When I got older, we had less to talk about. We didn’t really have a lot in common other than our genes: she was religious, conservative, constitutionally inclined toward small towns and environments with as many people as much like her as possible. I was atheistical, liberal, from a city and always looking for a bigger one. For a while we bonded over a mutual suspicion of George W Bush and a mutual love of cats. When I lived in Bend in my mid-20s, I would go to her house once a week to visit, and that’s what we would talk about — her cat, Gus, a gigantic Maine Coon who had wandered into her yard one day and taken up residence; my cat, Phoebe, a less-gigantic Maine Coon who had been my companion off and on for ten years.
Last winter, she caught the flu and almost died. She hallucinated then, too, including mistaking me for the pastor of her church at one point. But the signature feature of my grandmother’s life has been a complete refusal to be crushed by forces larger than she. She survived the Depression. She weathered the home front in California during WWII. She endured after her first husband, my grandfather, vanished. She didn’t give in when her second husband turned out to be a drunk. When her oldest son didn’t speak to her for years, when her oldest grandchild was killed by a drunk driver, when her youngest son returned to live with her in adulthood, when her favorite brother crashed his Cessna on Christmas Day 1996, when her older sister withered with Alzheimer’s, when another brother wasted away from emphysema — she bore up. Often she performed heroic work. She was always good in a crisis. In the crisis of her own influenza, she refused to die.

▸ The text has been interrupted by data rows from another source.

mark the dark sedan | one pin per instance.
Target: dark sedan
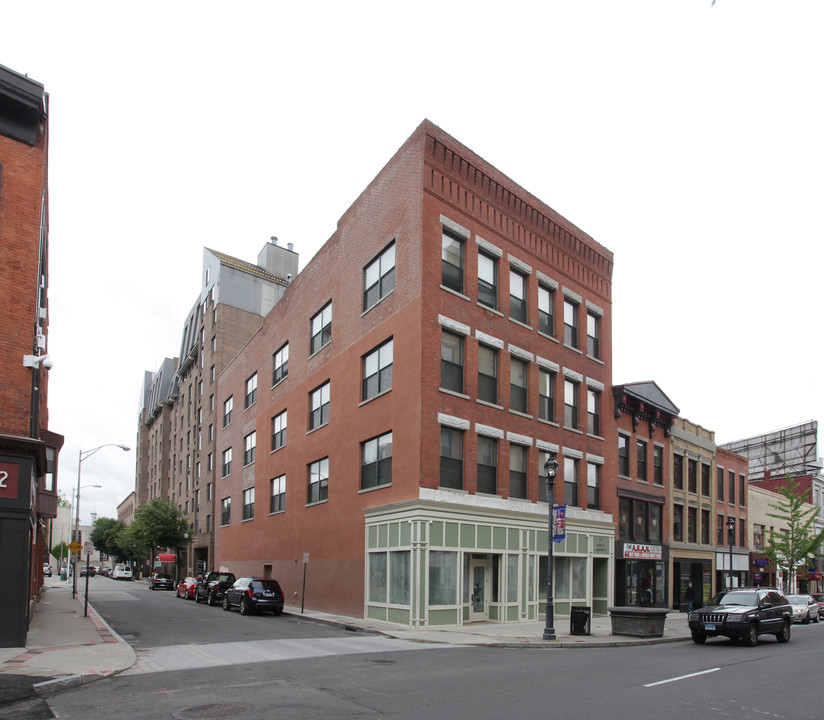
(254, 595)
(161, 581)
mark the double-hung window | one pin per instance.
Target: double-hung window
(452, 261)
(379, 277)
(376, 461)
(321, 329)
(487, 281)
(279, 430)
(251, 391)
(280, 364)
(377, 370)
(319, 400)
(277, 494)
(318, 481)
(517, 296)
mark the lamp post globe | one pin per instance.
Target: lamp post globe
(550, 470)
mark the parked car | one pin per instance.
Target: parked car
(161, 581)
(254, 595)
(186, 588)
(805, 608)
(122, 572)
(743, 614)
(212, 587)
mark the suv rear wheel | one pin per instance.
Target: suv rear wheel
(784, 635)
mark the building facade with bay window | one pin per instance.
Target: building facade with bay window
(451, 334)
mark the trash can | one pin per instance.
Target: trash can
(579, 620)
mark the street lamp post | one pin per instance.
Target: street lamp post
(730, 535)
(550, 470)
(85, 455)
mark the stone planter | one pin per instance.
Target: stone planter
(638, 621)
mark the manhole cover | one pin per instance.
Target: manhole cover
(212, 710)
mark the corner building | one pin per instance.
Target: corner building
(383, 435)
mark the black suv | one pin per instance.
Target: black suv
(743, 614)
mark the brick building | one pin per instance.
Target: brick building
(177, 418)
(28, 449)
(381, 439)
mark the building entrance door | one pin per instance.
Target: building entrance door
(479, 590)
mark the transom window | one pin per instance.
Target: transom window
(321, 328)
(319, 406)
(379, 277)
(318, 481)
(376, 461)
(280, 364)
(377, 370)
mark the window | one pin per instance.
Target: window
(517, 296)
(319, 406)
(678, 523)
(570, 323)
(705, 480)
(571, 404)
(251, 391)
(570, 481)
(376, 461)
(227, 411)
(318, 481)
(678, 472)
(452, 257)
(546, 395)
(517, 471)
(321, 329)
(277, 495)
(248, 503)
(517, 385)
(279, 430)
(379, 277)
(280, 364)
(249, 443)
(623, 455)
(593, 412)
(227, 461)
(546, 315)
(487, 281)
(593, 486)
(377, 370)
(488, 374)
(487, 465)
(641, 454)
(451, 458)
(451, 362)
(593, 335)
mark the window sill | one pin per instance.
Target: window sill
(456, 293)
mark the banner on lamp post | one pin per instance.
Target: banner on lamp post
(558, 523)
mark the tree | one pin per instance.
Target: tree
(796, 539)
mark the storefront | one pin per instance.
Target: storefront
(439, 563)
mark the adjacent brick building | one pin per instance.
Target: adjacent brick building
(381, 439)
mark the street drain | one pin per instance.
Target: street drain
(212, 710)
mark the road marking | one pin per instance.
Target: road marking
(682, 677)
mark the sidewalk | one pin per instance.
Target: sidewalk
(66, 649)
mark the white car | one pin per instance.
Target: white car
(122, 572)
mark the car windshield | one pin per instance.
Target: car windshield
(736, 597)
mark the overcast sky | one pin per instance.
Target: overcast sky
(686, 137)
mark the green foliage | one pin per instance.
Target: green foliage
(796, 539)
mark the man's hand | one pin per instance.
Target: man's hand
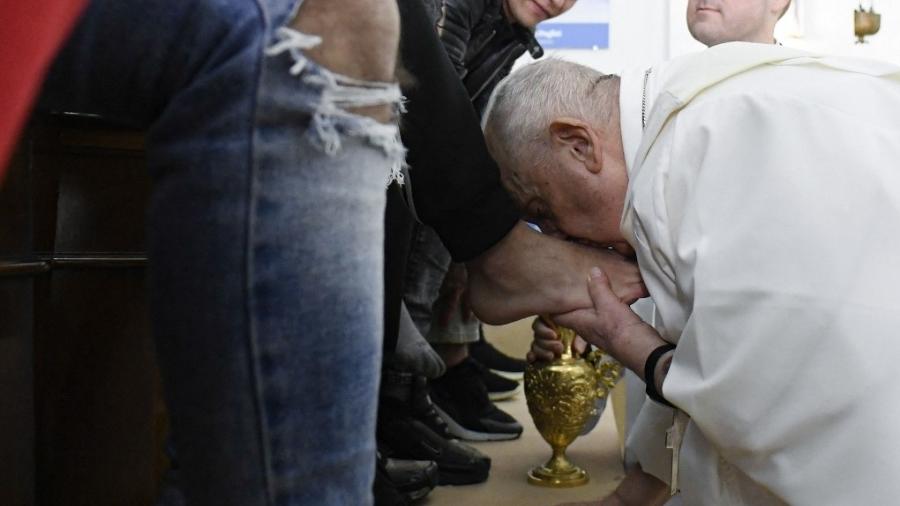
(546, 344)
(612, 325)
(529, 273)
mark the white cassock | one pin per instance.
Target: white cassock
(764, 205)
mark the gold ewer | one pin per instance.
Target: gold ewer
(561, 397)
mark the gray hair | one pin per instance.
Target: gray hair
(520, 109)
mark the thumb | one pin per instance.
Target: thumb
(599, 289)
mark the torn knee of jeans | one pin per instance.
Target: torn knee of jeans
(332, 119)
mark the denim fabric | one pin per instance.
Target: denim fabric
(426, 266)
(265, 239)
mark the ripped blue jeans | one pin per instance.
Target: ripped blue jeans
(265, 236)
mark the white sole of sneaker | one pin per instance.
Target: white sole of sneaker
(515, 376)
(470, 435)
(499, 396)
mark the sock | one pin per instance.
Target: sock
(413, 352)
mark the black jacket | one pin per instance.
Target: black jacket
(481, 43)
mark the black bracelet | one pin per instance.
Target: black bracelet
(650, 371)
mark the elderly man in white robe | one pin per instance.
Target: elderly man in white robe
(757, 186)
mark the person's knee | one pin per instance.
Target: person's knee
(359, 40)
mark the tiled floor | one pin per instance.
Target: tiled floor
(598, 453)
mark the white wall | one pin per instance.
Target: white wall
(643, 32)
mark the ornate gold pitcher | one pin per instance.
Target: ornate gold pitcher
(865, 23)
(561, 397)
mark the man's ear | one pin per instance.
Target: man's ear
(578, 139)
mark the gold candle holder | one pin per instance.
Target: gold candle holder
(561, 397)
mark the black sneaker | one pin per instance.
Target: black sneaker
(497, 361)
(410, 428)
(461, 399)
(399, 482)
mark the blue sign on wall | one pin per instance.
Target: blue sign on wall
(585, 26)
(573, 35)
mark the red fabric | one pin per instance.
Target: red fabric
(31, 31)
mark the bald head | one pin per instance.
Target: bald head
(553, 127)
(522, 106)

And now, though she believes that a tall man in a dark coat comes each week to take her to the doctor, when in fact it’s a small man in a colorful coat? I don’t know. Eventually one of these things will mean her end. In the long run, you always take the field. But any individual thing — I have no doubt she’ll outlast those. The tall man in the dark coat may take her to the doctor for another ten years.
It is the autumn of her ninety-fourth year. Today I noticed the tree in the courtyard next to my building has flushed pink, as though embarassed by the spinning of the globe. I will have to go see her, and trust that she will deal with the crisis of my presence as well as she has dealt with every other crisis so far.